PDA

View Full Version : Extracting Integers from Strings in Python



bluegreen7hi
October 27th, 2009, 05:14 AM
Hello,

I am trying to read a set of integers into a list from a data file. The data is as follows:


John 70
Mike 200
Jane 120
Sue 170

I would like to end up with a list of integers, distances = [70, 200, 120, 170].

This is what I have so far:


distances = []
text_file = open("test.txt", "r")

for line in text_file:
for char in line.split(' '):
distances.append(char)

print(distances)

The output of this is:
['John', '70\n', 'Mike', '200\n', 'Jane', '120\n', 'Sue', '170\n']

Now how can I remove the names and the line break indicators from this list, and also convert each number to an int?

Am I even close or am I going about this all wrong?
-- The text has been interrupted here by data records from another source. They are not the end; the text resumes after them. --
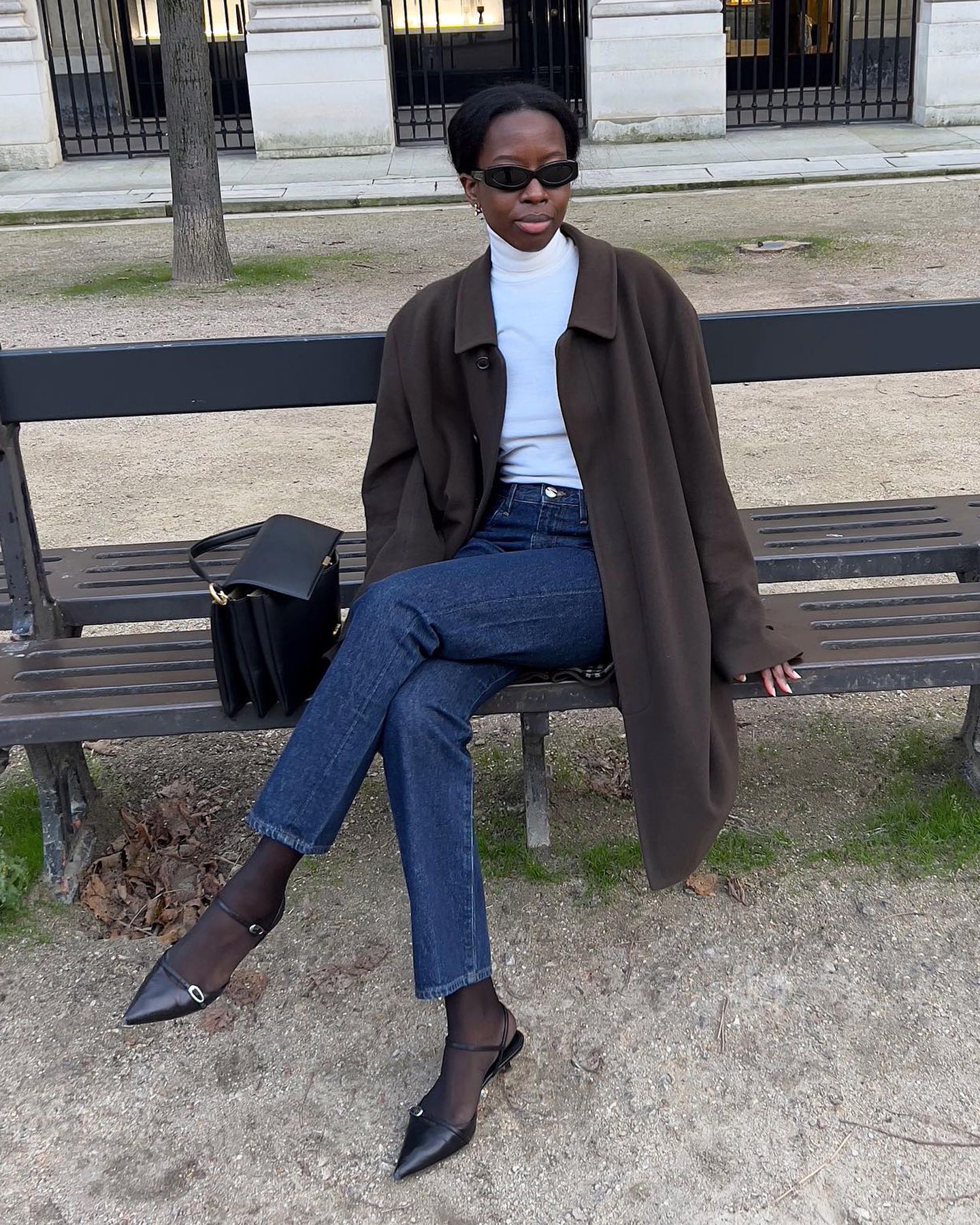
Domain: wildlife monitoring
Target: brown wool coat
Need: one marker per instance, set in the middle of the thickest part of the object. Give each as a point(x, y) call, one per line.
point(678, 575)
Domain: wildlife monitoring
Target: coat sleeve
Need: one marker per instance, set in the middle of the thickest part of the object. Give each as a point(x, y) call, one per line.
point(741, 638)
point(391, 455)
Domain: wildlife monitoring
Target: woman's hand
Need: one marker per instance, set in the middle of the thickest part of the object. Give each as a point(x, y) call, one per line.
point(778, 673)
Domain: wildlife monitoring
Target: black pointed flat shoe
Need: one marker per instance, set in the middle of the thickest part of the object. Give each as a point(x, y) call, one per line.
point(165, 994)
point(430, 1139)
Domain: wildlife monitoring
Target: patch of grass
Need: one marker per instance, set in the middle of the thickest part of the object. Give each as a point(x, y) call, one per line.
point(918, 751)
point(21, 849)
point(606, 863)
point(701, 255)
point(715, 255)
point(738, 851)
point(511, 857)
point(122, 282)
point(257, 274)
point(915, 831)
point(502, 842)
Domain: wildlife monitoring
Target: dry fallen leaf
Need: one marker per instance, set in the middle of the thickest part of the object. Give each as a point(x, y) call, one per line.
point(159, 876)
point(246, 987)
point(218, 1016)
point(337, 978)
point(702, 883)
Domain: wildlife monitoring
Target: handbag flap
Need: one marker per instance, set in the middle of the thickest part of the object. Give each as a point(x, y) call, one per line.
point(286, 557)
I believe this is a fairly simple process, but my numerous Google searches have returned nothing of use to me. Any help would be greatly appreciated.

Thanks!

ghostdog74
October 27th, 2009, 06:33 AM
data=open("file").read().split()
integers = [i for i in data if i.isdigit() ]

Arndt
October 27th, 2009, 10:34 AM
data=open("file").read().split()
integers = [i for i in data if i.isdigit() ]


I'd like some error checking (meaning the program crashes - adapt as you see fit):


distances = []
text_file = open("test.txt", "r")

for line in text_file:
l = line.split()
distances.append(int(l[1]))

print(distances)

ssam
October 27th, 2009, 10:49 AM
i usually use something like



distances = []
text_file = open("test.txt", "r")

for line in text_file:
bits = line.split(' ')
dist = bits[1].strip() # take the second bit (count from 0), and strip off any whitespace
distances.append(dist)

print(distances)

cybergalvez
October 27th, 2009, 03:57 PM
give this a try it should give you want you want



import re

d = '''
John 70
Mike 200
Jane 120
Sue 170'''

nums = re.compile('.*?(\d+).*?', re.DOTALL|re.MULTILINE)
n = nums.findall(d)


this will output ['70', '200', '120', '170'] for n

ghostdog74
October 27th, 2009, 06:49 PM
give this a try it should give you want you want



import re

d = '''
John 70
Mike 200
Jane 120
Sue 170'''

nums = re.compile('.*?(\d+).*?', re.DOTALL|re.MULTILINE)
n = nums.findall(d)


this will output ['70', '200', '120', '170'] for n

regex is overkill. And what is data is like this:


John1 70
Mike 200
Jane 120
Sue 170
John2 90

Can+~
October 27th, 2009, 10:13 PM
Python 2.x:

#!/usr/bin/env python

input_file = open("asdf.txt")

datadict = {}

for line in input_file:
name, value = line.strip().rsplit(" ", 1)

datadict[name] = int(value)

print datadict

input_file.close()

Output:

{'Jane': 120, 'Mike': 200, 'John': 70, 'Sue': 170}

I used a dictionary, so you can access each pair. And used rsplit(" ", 1), so in case there's a composed name, like:


This is a name with spaces 300

Which my code prints as:


{'This is a name with spaces': 300}

Assuming that the last thing is always the number.

And if you want only the numbers, then, just swap the dictionary for a list, and append the number (variable "value"), and ignore the other (variable "name").